Early life γδ T cell activation enforces intestinal barrier integrity during intergenerational C. difficile colonization

Early postnatal life is a highly dynamic period in which the intestine is inundated with billions of microbes that not only battle for colonization, but also strongly influence immune system function and long-term health. This brief period of development provides a window of opportunity to imprint resilience against disease, yet the intercellular dialogue that dictates tissue protection are only beginning to be discovered.

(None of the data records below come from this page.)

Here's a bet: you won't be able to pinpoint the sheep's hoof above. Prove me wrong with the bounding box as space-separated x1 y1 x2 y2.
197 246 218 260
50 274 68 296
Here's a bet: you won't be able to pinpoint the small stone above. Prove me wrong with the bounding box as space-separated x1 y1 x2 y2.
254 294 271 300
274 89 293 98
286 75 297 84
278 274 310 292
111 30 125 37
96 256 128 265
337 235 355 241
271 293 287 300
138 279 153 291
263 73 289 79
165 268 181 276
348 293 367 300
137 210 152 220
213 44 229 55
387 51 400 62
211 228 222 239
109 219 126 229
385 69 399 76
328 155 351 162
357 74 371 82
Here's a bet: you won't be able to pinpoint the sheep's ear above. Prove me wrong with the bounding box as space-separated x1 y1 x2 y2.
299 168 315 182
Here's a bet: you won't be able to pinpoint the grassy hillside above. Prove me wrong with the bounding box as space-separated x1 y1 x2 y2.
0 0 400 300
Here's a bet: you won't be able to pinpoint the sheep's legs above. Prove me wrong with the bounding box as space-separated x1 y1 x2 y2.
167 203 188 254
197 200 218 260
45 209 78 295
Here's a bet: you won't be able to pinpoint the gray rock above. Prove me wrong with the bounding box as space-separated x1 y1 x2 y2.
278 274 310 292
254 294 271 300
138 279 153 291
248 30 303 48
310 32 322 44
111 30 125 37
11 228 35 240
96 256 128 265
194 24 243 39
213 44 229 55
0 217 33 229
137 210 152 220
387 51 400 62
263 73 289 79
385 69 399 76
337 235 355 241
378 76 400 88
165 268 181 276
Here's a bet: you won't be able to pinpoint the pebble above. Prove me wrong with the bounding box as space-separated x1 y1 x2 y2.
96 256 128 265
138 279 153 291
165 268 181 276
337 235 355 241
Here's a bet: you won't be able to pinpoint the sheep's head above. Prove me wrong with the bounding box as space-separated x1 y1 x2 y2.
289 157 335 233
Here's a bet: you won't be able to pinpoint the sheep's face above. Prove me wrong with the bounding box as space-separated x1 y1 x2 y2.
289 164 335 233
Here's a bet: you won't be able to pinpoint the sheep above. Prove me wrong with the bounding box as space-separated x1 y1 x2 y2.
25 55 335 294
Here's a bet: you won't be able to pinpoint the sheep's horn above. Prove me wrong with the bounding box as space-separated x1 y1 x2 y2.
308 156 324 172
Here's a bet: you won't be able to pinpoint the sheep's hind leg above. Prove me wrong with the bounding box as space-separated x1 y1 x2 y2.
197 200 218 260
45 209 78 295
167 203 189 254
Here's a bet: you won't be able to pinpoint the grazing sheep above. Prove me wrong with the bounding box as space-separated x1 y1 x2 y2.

By performing a kinetic analysis of immune cell activation in the colon of mice from early life to adulthood, we identified transient activation of a microbiota-dependent type 3 immune response during the weaning period. This response was characterized by a selective increase in IL-17 production by fetal-derived γδ T cells that occurred in an IL-1 receptor-dependent, cell-intrinsic manner. The subsequent differentiation of IL-10 producing Rorγt+ T regulatory cells extinguished IL-17 production by γδ T cells and prevented immunopathology. Microbial gain-of-function approaches determined that colonic γδ T cell activation occurred in response to passive acquisition of C. difficile at birth. In turn, IL-17 limited C. difficile growth and intestinal barrier breach by the commensal microbiota. Collectively, our results reveal how an agile immune cell network meets the demands of a maturing microbiota to support gut health during early life.